What does the click tool do? +

Click an element by ref, CSS selector, or viewport coordinates. Dispatches real CDP mouse events (mouseMoved/mousePressed/mouseReleased). For canvas or pixel-precise targets, use x+y coordinates instead of ref. If the click opens a new tab, the response reports it automatically. The response already includes the DOM diff (NEW/REMOVED/CHANGED lines) — inspect those changes for success/failure signals instead of following up with evaluate to re-check state. If click fails with a stale-ref error, call view_page for fresh refs and retry. Avoid evaluate(querySelector + .click()) as default recovery — it bypasses the CDP pointer chain and hides real bugs. (Legitimate exception: explicitly testing synthetic JS event plumbing.). It is categorised as a Write tool in the Chrome MCP Server, which means it can create or modify data. Consider rate limits to prevent runaway writes.

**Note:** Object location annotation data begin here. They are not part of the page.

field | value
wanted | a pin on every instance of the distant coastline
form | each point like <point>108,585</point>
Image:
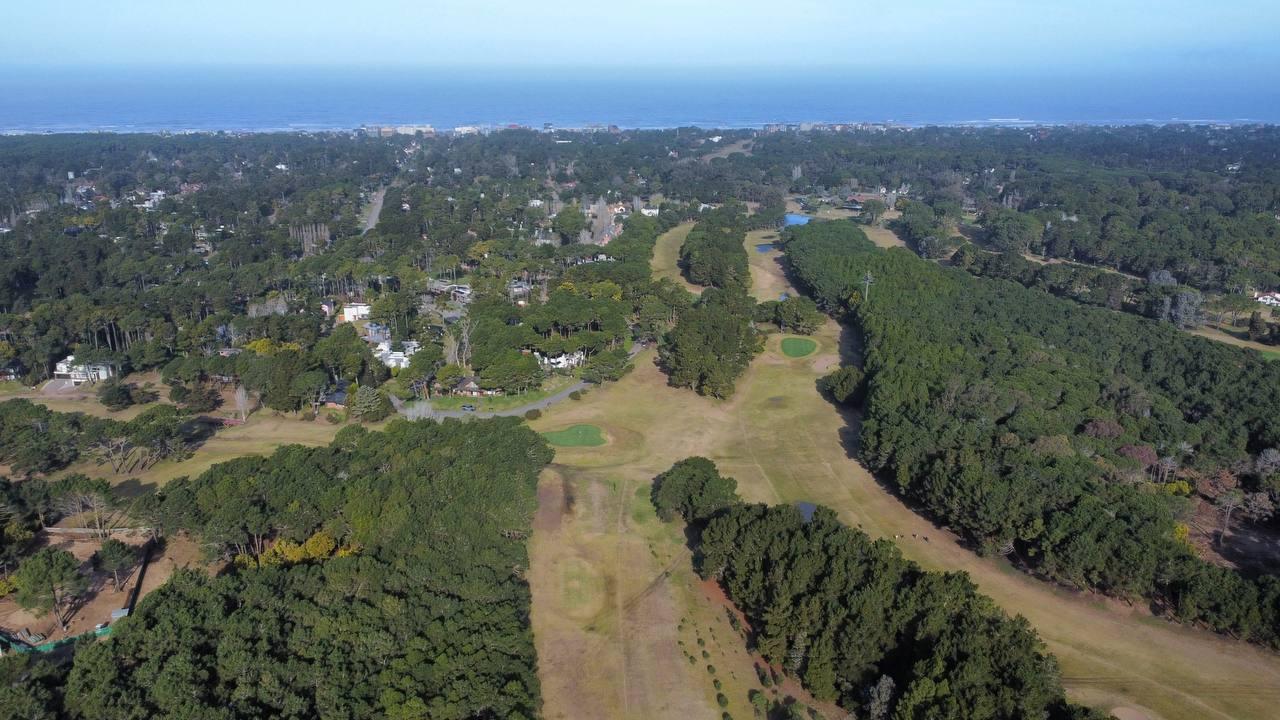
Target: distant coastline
<point>177,100</point>
<point>600,127</point>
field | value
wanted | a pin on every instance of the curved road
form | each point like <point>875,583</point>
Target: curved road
<point>429,413</point>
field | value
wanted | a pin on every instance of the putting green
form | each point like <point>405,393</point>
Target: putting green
<point>798,346</point>
<point>576,436</point>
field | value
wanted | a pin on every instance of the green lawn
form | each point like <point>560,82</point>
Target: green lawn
<point>496,404</point>
<point>798,346</point>
<point>576,436</point>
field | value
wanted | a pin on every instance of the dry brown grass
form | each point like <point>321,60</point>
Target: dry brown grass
<point>785,443</point>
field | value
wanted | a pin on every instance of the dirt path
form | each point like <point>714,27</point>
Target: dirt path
<point>785,443</point>
<point>375,209</point>
<point>666,256</point>
<point>882,236</point>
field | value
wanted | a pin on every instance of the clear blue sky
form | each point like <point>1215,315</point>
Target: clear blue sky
<point>1070,36</point>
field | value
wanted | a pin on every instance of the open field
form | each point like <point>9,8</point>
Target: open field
<point>576,436</point>
<point>1237,337</point>
<point>785,443</point>
<point>743,146</point>
<point>666,256</point>
<point>798,346</point>
<point>261,434</point>
<point>882,236</point>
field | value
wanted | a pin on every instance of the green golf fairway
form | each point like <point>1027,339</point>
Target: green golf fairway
<point>576,436</point>
<point>798,346</point>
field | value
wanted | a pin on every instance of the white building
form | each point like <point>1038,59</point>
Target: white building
<point>561,361</point>
<point>353,311</point>
<point>82,372</point>
<point>398,358</point>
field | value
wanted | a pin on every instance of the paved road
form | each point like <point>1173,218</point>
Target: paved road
<point>417,411</point>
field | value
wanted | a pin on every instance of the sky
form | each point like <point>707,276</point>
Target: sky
<point>1079,37</point>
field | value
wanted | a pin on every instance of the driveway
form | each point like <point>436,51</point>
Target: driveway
<point>415,414</point>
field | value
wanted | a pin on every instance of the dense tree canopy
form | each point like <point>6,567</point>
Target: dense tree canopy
<point>1015,417</point>
<point>844,613</point>
<point>405,600</point>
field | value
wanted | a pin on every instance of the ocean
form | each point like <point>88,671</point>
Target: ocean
<point>280,99</point>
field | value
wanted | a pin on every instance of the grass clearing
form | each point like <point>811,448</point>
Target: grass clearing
<point>785,443</point>
<point>576,436</point>
<point>497,404</point>
<point>1235,336</point>
<point>882,236</point>
<point>666,256</point>
<point>798,346</point>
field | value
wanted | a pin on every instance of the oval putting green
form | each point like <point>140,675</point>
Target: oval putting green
<point>576,436</point>
<point>798,346</point>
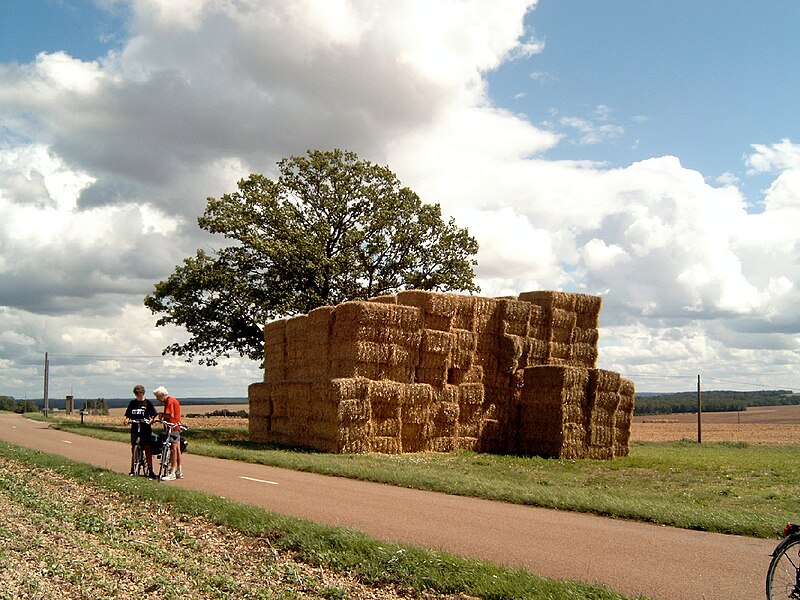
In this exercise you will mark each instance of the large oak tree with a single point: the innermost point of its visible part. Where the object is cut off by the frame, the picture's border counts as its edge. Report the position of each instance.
(331, 228)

How do I enforce a policy on click? +

Register the Chrome MCP server in PolicyLayer and add a rule for click: allow, deny, rate-limit, or require approval. Point your MCP client at the PolicyLayer proxy URL and the rule is enforced on every call, before it reaches Chrome. Nothing to install.

What risk level is click? +

click is a Write tool with medium risk. Write tools should be rate-limited to prevent accidental bulk modifications.

Can I rate-limit click? +

Yes. Add a rate_limit block to the click rule in your PolicyLayer policy. For example, setting max: 10 and window: 60 limits the tool to 10 calls per minute. Rate limits are tracked per agent session and reset automatically.

How do I block click completely? +

Set action: deny in the PolicyLayer policy for click. The AI agent will receive a policy violation error and cannot call the tool. You can also include a reason field to explain why the tool is blocked.